In practice rewilding involved the removal of drainage ditches and fences and leaving land fallow. Free-roaming deer, Exmoor ponies and Longhorn cattle were introduced along with Tamworth pigs. River margins returned to floodplains, arable fields grew over with blackthorn and brambles, and the landscape began its visible transformation.

It was being transformed in less visible ways too. “Pandora’s box opened in a very positive way,” says Isabella. “Biodiversity recovery addressed other issues like soil degradation and flood mitigation.

“We’ve gone from being a carbon emitter to a big carbon sink, doubling the carbon content in our soils. We’ve got microbe-and fungi-rich soils again and endangered species have returned to Knepp in numbers no-one would have hoped for.”

Among those is the turtle dove, whose UK population has declined 96% since the 1960s. First recorded at Knepp in 2007, that population is now a major UK stronghold for the species.

Another is the white stork, extinct as a nesting species in the UK for centuries following hunting and wetland destruction. By a combination of re-introduction and attracting vagrants, storks bred successfully at Knepp in spring 2020 – something ornithologists claim is a first for 600 years.

Thunberg, Attenborough, Extinction Rebellion: “There’s a groundswell”

Isabella’s book has attracted prizes and rave reviews and sold 215,000 copies. But its timing was lucky, she says, colliding as it did with a sudden rise in popular consciousness.

“We have David Attenborough talking powerfully about mass extinctions. We have Greta Thunberg, a plastics crisis, Extinction Rebellion out on our streets, and the climate crisis truly beginning to bite.

“There’s an impatience with economic systems and with politicians, because they are too short term. It’s a paradigm shift that’s coming from the ground up, rather than top-down from institutions. And it’s really kicked off in the past two years.”

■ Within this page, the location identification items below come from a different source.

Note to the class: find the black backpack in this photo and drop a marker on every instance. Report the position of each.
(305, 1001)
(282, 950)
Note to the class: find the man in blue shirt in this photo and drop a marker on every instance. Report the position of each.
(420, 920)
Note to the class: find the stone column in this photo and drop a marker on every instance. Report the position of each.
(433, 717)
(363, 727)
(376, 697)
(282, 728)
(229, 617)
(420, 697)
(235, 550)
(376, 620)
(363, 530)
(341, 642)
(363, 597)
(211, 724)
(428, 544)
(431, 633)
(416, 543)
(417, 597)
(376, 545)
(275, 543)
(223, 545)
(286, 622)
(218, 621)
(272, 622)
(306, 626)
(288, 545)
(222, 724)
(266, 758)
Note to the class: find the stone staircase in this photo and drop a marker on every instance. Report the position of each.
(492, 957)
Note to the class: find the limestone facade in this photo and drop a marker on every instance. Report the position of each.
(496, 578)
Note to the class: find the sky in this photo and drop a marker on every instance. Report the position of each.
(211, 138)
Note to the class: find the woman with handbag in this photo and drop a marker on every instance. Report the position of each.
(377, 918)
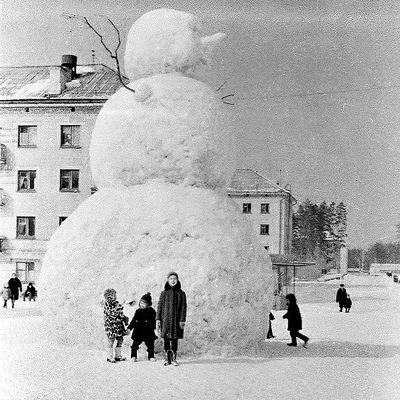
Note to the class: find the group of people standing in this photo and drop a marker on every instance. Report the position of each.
(169, 322)
(12, 290)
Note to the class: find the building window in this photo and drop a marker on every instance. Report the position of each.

The book has stirred interest far beyond nature-lovers and bird watchers, she says, “because it is a story of hope”.

“We have a personal story that goes from a dire situation to an enormously positive one. That’s what has excited people. Our inbox and our mailbag are heaving with notes from people who feel galvanised to do something. People who’ve got 100 acres, 20 acres, an allotment, a back garden – we even get questions from people who want to rewild window boxes.”

The term “rewilding” has itself been transformed. When the Knepp project began it was seen as eccentric and fringe, and “associated with the reintroduction of bears and wolves”. Now the concept has been embraced by the government, featured as a subplot on the Archers radio soap and spawned a movement among landowners not just across Britain but in Belgium, France, Holland and further afield.

“It’s not about going back to the past”

The post-war intensification of farming was particularly damaging, but poor farming has a long history, Isabella believes. “People who think that rewilding is retracing our footsteps in some way aren’t getting it quite right,” she says.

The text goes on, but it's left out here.